Mit Véronique Gens bot Rousset zudem die Grande Dame der (auch speziell barocken) Tragédie auf, die als (sich) sorgende Mutter und Mätresse Cérès die Niedergeschlagenheit und folgende Rage ob Tochter-Entführung nicht so explizit expressiv eingebettet akzentuierte, zum Kompromiss zwischen Jupiter und Pluto über Proserpines 50/50-Zeit mit Maman und aufoktroyiertem Mann über ihren Kopf hinweg jedoch intensivere Ansätze verfolgte.
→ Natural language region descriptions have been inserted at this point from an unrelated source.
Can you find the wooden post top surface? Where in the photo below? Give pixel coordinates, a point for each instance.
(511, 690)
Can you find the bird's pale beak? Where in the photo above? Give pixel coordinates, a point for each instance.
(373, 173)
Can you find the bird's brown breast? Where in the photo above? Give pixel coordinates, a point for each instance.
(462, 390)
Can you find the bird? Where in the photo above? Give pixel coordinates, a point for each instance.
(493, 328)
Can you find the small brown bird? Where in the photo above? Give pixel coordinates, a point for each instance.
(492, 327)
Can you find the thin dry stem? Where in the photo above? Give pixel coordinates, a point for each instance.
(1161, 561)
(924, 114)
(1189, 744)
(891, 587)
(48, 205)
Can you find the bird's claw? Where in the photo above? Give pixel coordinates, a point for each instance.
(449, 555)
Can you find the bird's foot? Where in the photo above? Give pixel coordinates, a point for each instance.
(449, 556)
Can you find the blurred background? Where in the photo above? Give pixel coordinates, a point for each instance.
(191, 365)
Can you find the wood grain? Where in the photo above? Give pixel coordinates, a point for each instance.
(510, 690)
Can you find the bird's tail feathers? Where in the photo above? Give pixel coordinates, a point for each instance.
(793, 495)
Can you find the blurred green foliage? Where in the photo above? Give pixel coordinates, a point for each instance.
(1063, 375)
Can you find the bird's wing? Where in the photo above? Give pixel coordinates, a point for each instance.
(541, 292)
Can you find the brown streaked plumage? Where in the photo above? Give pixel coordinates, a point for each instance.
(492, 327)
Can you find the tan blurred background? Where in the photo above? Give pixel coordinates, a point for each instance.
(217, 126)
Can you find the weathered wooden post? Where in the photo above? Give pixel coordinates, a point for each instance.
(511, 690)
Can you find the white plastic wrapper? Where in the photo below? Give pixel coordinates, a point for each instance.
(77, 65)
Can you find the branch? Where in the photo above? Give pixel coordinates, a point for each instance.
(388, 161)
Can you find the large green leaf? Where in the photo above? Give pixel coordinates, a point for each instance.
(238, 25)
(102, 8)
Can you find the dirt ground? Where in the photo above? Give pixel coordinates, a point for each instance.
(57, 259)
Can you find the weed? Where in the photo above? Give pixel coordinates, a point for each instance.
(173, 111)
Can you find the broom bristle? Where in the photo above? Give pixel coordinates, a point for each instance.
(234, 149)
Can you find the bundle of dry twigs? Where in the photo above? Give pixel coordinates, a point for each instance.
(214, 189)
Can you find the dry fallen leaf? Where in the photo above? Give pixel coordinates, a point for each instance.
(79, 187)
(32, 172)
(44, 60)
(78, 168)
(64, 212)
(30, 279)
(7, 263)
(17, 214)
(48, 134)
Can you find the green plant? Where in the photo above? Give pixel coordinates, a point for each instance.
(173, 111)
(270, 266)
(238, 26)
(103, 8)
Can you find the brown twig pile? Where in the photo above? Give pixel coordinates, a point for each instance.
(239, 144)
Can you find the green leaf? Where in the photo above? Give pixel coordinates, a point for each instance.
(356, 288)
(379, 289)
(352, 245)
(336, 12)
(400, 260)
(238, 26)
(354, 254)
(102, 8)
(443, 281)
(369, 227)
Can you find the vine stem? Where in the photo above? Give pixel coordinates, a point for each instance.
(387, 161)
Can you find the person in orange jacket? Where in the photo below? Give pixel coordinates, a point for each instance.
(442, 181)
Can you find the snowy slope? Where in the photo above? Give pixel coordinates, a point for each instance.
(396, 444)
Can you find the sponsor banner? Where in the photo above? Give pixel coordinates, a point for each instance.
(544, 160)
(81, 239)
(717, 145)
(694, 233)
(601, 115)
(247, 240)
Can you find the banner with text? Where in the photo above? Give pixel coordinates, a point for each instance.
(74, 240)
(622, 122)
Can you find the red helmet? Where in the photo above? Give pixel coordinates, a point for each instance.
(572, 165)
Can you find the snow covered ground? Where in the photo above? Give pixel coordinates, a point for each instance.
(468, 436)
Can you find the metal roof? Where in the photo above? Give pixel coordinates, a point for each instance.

Dabei nahm sie die Befehle stets mit weicher, stilistisch erfahrener, rhythmisch konturierter, somit noch verständlicherer Mezzo-Distinguiertheit an.
Erfüllte Nick Pritchard seine Pflicht als Götterbote Mercure mit sehr geschmeidigem und angenehmen Tenor, präsentierte sich Apolline Raï-Westphal mit trockenerem, aber umso deutlicherem Sopran als liebliche, eindrücklich nicht helfen könnende Vertraute Cyané beziehungsweise Glückseligkeit. Legte Bariton Jean-Sébastien Bou die Zwietracht in derberer Lautstärke naturgemäß ungehobelter an, fügte er sich – wie Kollege David Witczak in den kleinen Rollen als Jupiter und Proserpines Vertrauter – in der Nebenpartie des Flussgotts Crinise souverän ein, wohingegen warmer, hellerer Vokalpartner Olivier Cesarini zu stimmschmächtig blieb, um der Figur des im Vergleich zum Rivalen Alphée gewiss blasseren, sich geschlagen gebenden Ascalaphe als Handlanger Plutos größere Aufmerksamkeit zu schenken.
Abgesehen von Balanceerschwernissen bei Letzterem, steckte dahingehend die riesige, formidabel eingehaltene Erfahrung in den sprichwörtlichen Knochen des effizient leitenden Roussets und seiner dynamischen, phrasierungsbeispielhaften Talens Lyriques, die Lullys Musik in ein effekt- und affektrigides, äußerst ansehnliches Korsett schnürten. Dieses ließ allerdings genügend Luft und selbstverständlich zwischendurch den Ätna speien, damit sich die Bandbreite gelassen-eleganter, zärtlicher, festlich-royaler, ritornellzackiger, dramatischer, einfach emphatischer Hingabe kontrastreich und flexibel entfaltete. Für eine Proserpine in Namur, die mit historisch-konzertanter Genauigkeit zufällig auch heutige Herausforderungen, Welten, dicke Bretter und metaphorische Kröten anschaulich machte.